Los Angeles police and fire departments say they responded to a Los Angeles house where a man was declared dead from natural causes. Neither provided a name, but The Associated Press matched the address and age to Simmons through public records.
TMZ was first to report his death, which has also been reported by other outlets citing unnamed Simmons representatives.
Simmons, who had revealed a skin cancer diagnosis in March 2024, had dropped out of sight in recent years, sparking speculation about his health and well-being.
Simmons was a former 268-pound teen who shared his hard-won weight-loss tips as host of the Emmy-winning daytime Richard Simmons Show, author of best-selling books and the diet plan Deal-A-Meal, as well as through opening exercise studios and starring in millions of exercise videos, including the successful Sweatin’ to the Oldies line.
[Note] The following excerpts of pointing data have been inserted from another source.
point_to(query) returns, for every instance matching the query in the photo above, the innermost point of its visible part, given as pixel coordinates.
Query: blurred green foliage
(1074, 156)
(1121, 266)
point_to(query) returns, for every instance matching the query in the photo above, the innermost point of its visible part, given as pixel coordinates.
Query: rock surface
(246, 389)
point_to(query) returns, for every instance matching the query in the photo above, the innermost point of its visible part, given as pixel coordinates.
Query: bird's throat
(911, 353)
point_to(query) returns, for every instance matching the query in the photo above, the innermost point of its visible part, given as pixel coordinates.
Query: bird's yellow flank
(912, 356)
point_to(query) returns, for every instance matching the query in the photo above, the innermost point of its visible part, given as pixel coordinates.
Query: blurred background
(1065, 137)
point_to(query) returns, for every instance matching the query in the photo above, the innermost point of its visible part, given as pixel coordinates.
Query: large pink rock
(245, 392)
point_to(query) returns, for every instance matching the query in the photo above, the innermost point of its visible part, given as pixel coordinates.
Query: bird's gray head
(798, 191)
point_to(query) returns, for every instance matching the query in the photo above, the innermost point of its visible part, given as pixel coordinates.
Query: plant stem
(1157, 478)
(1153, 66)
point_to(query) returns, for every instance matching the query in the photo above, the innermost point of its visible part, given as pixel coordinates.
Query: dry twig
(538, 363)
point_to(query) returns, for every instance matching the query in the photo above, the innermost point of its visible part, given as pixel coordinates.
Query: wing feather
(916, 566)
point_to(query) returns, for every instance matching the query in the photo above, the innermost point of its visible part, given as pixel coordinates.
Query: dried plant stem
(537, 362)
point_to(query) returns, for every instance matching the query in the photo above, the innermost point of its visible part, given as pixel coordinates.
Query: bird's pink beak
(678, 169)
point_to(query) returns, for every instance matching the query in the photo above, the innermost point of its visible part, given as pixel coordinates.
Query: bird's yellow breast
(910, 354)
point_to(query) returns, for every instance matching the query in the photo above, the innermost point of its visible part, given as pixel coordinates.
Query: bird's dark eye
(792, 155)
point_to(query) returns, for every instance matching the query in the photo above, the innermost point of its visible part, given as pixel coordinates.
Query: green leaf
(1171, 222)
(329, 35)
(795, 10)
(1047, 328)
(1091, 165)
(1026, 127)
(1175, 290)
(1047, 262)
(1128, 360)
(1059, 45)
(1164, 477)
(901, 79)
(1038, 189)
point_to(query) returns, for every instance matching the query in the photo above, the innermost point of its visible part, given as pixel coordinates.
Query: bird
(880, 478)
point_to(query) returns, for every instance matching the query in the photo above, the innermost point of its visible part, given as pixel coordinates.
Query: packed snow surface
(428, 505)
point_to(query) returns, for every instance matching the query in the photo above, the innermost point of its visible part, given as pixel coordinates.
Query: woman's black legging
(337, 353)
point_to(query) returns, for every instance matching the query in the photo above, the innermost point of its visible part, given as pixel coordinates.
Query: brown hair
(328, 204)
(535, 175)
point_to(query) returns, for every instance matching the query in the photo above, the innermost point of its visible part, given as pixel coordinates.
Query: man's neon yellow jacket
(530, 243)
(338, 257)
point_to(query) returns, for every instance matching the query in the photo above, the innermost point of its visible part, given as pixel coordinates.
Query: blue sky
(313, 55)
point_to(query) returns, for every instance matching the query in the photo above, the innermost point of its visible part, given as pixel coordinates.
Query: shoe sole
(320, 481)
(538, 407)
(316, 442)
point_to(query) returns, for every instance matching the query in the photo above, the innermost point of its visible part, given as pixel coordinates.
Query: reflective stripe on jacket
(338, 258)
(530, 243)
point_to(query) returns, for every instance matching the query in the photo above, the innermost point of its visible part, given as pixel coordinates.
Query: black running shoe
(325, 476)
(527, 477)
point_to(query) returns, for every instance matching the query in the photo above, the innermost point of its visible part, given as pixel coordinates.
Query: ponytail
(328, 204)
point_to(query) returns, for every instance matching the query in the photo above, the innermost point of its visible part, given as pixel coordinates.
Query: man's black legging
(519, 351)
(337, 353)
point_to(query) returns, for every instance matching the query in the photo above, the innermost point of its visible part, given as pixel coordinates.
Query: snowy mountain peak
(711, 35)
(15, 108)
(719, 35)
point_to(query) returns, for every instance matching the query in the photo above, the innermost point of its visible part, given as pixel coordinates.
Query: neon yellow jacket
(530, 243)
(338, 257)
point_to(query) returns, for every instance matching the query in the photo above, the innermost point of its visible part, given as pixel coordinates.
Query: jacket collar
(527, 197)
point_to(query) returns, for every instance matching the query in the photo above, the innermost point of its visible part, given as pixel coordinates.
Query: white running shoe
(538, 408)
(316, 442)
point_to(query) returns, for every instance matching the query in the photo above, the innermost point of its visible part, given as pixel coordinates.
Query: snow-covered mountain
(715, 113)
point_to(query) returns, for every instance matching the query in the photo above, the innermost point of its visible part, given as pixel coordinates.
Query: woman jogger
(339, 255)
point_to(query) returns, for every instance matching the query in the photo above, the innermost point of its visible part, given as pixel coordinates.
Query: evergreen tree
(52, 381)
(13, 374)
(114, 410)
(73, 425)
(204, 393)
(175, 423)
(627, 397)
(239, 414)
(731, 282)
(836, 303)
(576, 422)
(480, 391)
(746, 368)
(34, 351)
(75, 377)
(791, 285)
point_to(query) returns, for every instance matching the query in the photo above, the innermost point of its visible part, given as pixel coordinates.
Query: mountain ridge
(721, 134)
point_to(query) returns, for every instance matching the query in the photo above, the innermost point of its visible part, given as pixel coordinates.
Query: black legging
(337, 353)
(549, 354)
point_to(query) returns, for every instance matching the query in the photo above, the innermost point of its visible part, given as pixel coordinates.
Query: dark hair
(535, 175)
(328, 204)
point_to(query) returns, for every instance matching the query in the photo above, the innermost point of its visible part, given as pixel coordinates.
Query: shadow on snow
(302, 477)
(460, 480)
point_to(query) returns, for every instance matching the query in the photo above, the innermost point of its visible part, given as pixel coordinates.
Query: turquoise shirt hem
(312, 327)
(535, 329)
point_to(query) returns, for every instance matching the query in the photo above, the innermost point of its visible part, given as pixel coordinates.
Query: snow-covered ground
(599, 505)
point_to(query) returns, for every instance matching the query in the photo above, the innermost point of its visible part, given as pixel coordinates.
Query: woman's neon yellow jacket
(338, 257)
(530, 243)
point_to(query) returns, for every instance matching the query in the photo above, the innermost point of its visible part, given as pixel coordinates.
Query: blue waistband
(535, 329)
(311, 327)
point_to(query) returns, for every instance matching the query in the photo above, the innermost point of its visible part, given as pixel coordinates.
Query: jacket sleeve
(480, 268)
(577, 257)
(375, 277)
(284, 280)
“My food plan and diet are just two words — common sense. With a dash of good humor,” he told The Associated Press in 1982. “I want to help people and make the world a healthier, happy place.”
Simmons embraced mass communication to get his message out, even as he eventually became the butt of jokes for his outfits and flamboyant flair. He was a guest on TV shows led by Merv Griffin, Mike Douglas and Phil Donahue. But David Letterman would prank him and Howard Stern would tease him until he cried. He was mocked in Neil Simon’s The Goodbye Girl on Broadway in 1993, and Eddie Murphy put on white makeup and dressed like him in The Nutty Professor, screaming “I’m a pony!”
Asked if he thought he could motivate people by being silly, Simmons answered, “I think there’s a time to be serious and a time to be silly. It's knowing when to do it. I try to have a nice combination. Being silly cures depression. It catches people off guard and makes them think. But in between that silliness is a lot of seriousness that makes sense. It’s a different kind of training.”
Simmons’ daytime show was seen on 200 U.S. stations as well as in Australia, New Zealand, the Philippines, Japan and South America. His first book, Never Say Diet, was a smash bestseller.
He was known to counsel the severely obese, including Rosalie Bradford, then the world’s heaviest woman on record, and Michael Hebranko, who credited Simmons for helping him lose 700 pounds. Simmons put real people — chubby, balding, non-telegenic — in his exercise videos to make the fitness goals seem reachable.